Presentation Open Access
Presentation given at PIDapalooza, Dublin, 23rd of January 2019
This content is also available on IPFS, packaged using the DataCrate convention: ipfs://QmdhEQrRvvo6mY4iyNz544xChM6nmrJbefvnYNEtVTQzz5 (note, for convenience, this currently links to the ipfs.io http gateway service)
At the risk of causing some respected members of the Pidapalooza community to stab themselves in the eyeball (see https://doi.org/10.6084/m9.figshare.5914312.v1), this session will explore content-addressing of research outputs through the Interplanetary FileSystem (IPFS) and how this approach relates to existing persistent identifier infrastructures.
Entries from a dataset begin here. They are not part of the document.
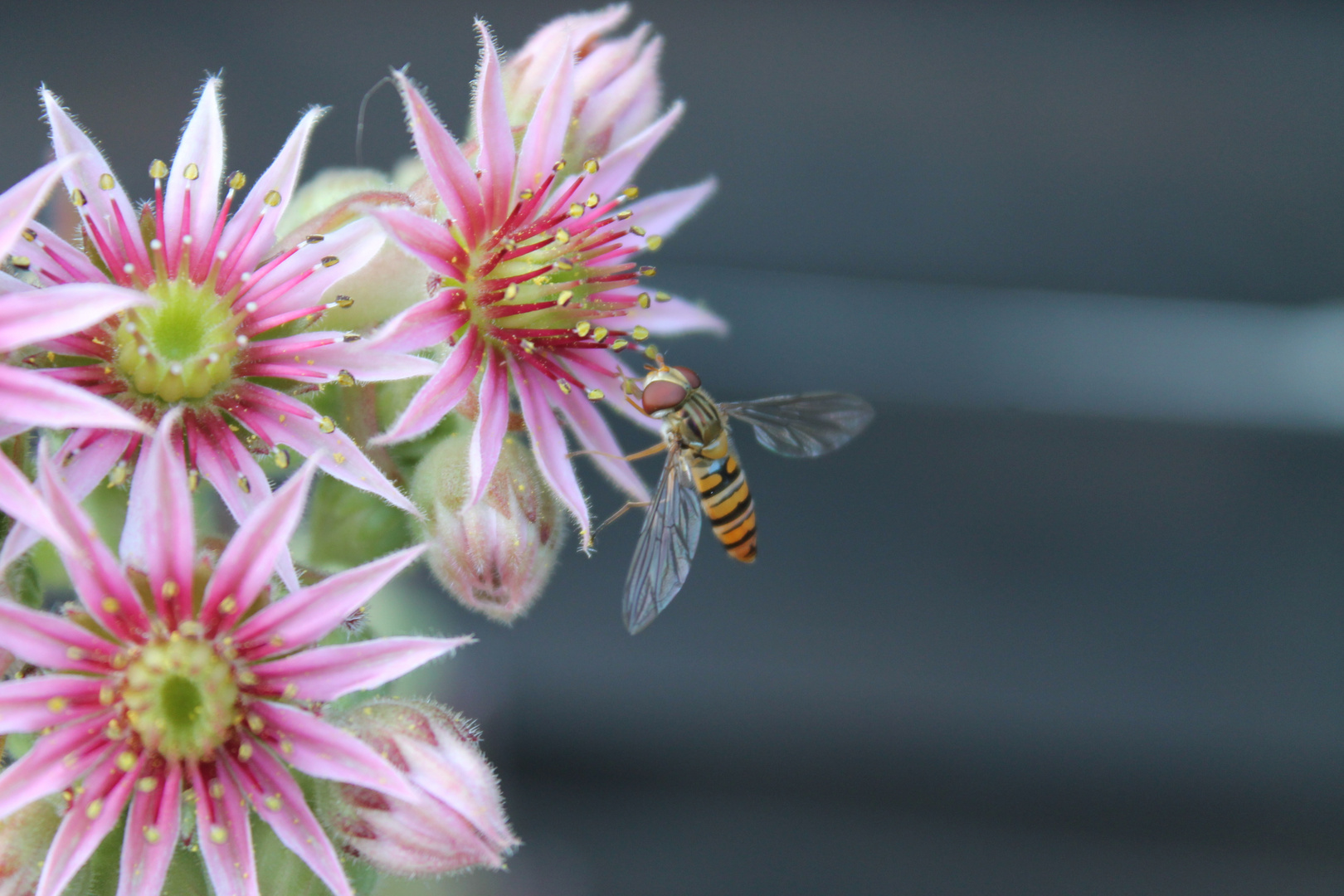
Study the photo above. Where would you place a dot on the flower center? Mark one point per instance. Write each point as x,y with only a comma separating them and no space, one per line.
180,698
183,347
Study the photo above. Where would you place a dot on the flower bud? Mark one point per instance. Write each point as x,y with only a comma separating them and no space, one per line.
496,555
617,91
24,840
459,821
392,281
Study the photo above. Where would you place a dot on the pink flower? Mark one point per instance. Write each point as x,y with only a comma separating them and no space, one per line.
457,821
537,288
30,398
177,683
226,306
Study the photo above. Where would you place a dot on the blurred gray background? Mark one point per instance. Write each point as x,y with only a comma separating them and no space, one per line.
1070,617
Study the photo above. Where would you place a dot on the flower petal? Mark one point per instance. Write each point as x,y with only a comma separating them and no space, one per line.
441,392
663,212
42,314
251,231
543,143
93,813
88,178
56,762
46,702
494,158
320,748
191,197
444,163
151,840
223,833
491,425
327,674
246,564
620,164
594,436
280,802
281,419
22,202
548,444
429,323
160,531
311,614
325,356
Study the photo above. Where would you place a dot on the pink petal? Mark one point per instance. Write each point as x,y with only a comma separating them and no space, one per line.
544,139
619,165
81,470
93,813
351,247
496,158
327,674
223,833
160,531
548,444
85,176
202,152
37,399
441,392
320,748
260,214
429,323
281,419
424,238
594,436
50,641
56,762
22,202
144,864
661,214
246,564
102,587
311,614
46,702
21,501
674,317
280,802
360,360
240,481
491,425
42,314
444,163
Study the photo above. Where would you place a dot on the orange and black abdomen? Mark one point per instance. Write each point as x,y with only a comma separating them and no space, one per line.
728,501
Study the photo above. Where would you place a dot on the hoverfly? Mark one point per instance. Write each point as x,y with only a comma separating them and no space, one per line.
704,469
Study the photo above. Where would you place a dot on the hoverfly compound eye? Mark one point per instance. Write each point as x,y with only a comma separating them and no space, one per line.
661,395
691,377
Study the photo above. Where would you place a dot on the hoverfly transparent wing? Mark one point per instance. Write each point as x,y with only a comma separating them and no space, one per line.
667,543
808,425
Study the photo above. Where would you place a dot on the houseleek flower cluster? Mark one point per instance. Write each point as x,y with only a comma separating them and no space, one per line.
358,371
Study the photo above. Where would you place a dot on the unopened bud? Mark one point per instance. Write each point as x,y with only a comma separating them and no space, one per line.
459,821
496,555
617,91
24,840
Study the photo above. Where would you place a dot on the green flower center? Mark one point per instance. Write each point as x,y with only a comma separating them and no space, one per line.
183,347
180,698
Research data is driving some new PID requirements. Linking versioned DOIs has been explored in various working groups and implemented on various popular platforms (Figshare, Zenodo, F1000). There is also renewed interest in the idea of data packaging (https://rd-alliance.org/approaches-research-data-packaging-rda-11th-plenary-bof-meeting) and research objects (http://www.researchobject.org/ro2018/) in RDA and related groups as a practical means of bundling data with its metadata in a way that can be easily cited and transmitted as a single payload. Finally, several groups are exploring how best to directly reference content in PID metadata using cryptographic hashing. For example, the Freya project is looking at how best to allow “direct access to content associated with a DOI” (see https://github.com/datacite/freya/issues/2) and RDA is tackling similar issues in the PID Kernel Information Working Group (https://www.rd-alliance.org/groups/pid-kernel-information-wg). This all suggests an appetite for greater consensus around linking PIDs to versioned (and therefore immutable), self-describing, directly accessible content.
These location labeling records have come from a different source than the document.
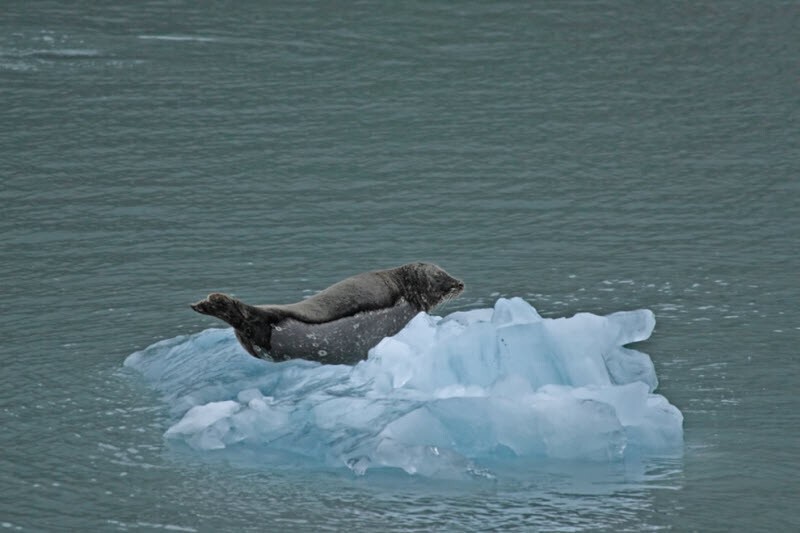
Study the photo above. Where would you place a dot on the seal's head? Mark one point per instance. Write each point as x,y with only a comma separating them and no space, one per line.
426,285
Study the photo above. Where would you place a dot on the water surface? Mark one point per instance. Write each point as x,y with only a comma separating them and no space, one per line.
585,156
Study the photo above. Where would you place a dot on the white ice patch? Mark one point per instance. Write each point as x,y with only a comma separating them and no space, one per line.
435,399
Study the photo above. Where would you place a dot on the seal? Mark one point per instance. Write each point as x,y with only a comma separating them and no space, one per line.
341,323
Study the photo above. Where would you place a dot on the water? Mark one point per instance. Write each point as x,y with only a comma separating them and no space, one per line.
587,157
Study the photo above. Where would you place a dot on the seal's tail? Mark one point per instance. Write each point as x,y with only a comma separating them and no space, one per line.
223,307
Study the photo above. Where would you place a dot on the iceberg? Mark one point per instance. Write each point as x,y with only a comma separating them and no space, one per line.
440,398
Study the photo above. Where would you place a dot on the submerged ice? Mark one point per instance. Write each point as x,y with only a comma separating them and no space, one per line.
436,399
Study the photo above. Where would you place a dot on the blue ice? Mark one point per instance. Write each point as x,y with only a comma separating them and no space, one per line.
437,399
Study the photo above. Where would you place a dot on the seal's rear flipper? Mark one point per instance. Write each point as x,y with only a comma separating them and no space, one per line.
223,307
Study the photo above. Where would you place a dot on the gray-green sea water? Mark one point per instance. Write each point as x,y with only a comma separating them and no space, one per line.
587,156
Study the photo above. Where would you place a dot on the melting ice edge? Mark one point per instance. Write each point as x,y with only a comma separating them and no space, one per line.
434,399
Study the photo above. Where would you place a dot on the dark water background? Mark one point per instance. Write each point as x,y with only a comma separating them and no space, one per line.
588,156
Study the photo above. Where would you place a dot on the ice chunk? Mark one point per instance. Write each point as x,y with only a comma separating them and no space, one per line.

The tl;dr of IPFS is that all content on the web/network can be referenced not by where it is located (a particular server or server farm, referenced by a DNS/domain lookup), but by cryptographic identifiers derived from the content itself, allowing the protocol to retrieve the desired information from any node on the network, and removing some of the issues with content moving and drifting on the web. Like bittorrent, git and many others before it, cryptographic hashing plays a key role here, but IPFS aims to make this a ubiquitous, general purpose network protocol, comparable to HTTP URLs. Hashing digital content as a means of ensuring fixity/integrity of content will be familiar to Pidapalooza participants. Moreover, people working in the digital repository and cloud storage space, may well work with content-addressed storage of one form or another. However, the prospect of (relatively) widespread use of peer-to-peer content-addressing at web/network-level, as exemplified in particular by the Interplanetary File System (IPFS; ipfs.io), raises some interesting possibilities for how we manage and cite research data.
On the face of it, IPFS bakes *some* of the core PID use-cases, in particular handling location change and/or multi-resolution, right into the fabric of the network. However, by itself, IPFS is not a panacea. For example, although IPFS has built in ways to update hashing algorithms to deal with future hash collisions, this isn’t much good if you’ve cited something using a now broken hash. IPFS also has emerging specifications for metadata registry and for a mutable namespace to cater for updated content but again, from a PID perspective, these re-introduce some of the fragility of the HTTP web and also some of the familiar requirements for transparent, multi-stakeholder, and relatively centralised governance models that make PID schemes so trusted today.
This session will introduce the peer-to-peer content-addressed approach, exploring its benefits and weaknesses in terms of persistence and discuss how IPFS and related approaches can both leverage PID infrastructure and in turn be leveraged by PID infrastructures to address particular content distribution and referencing requirements.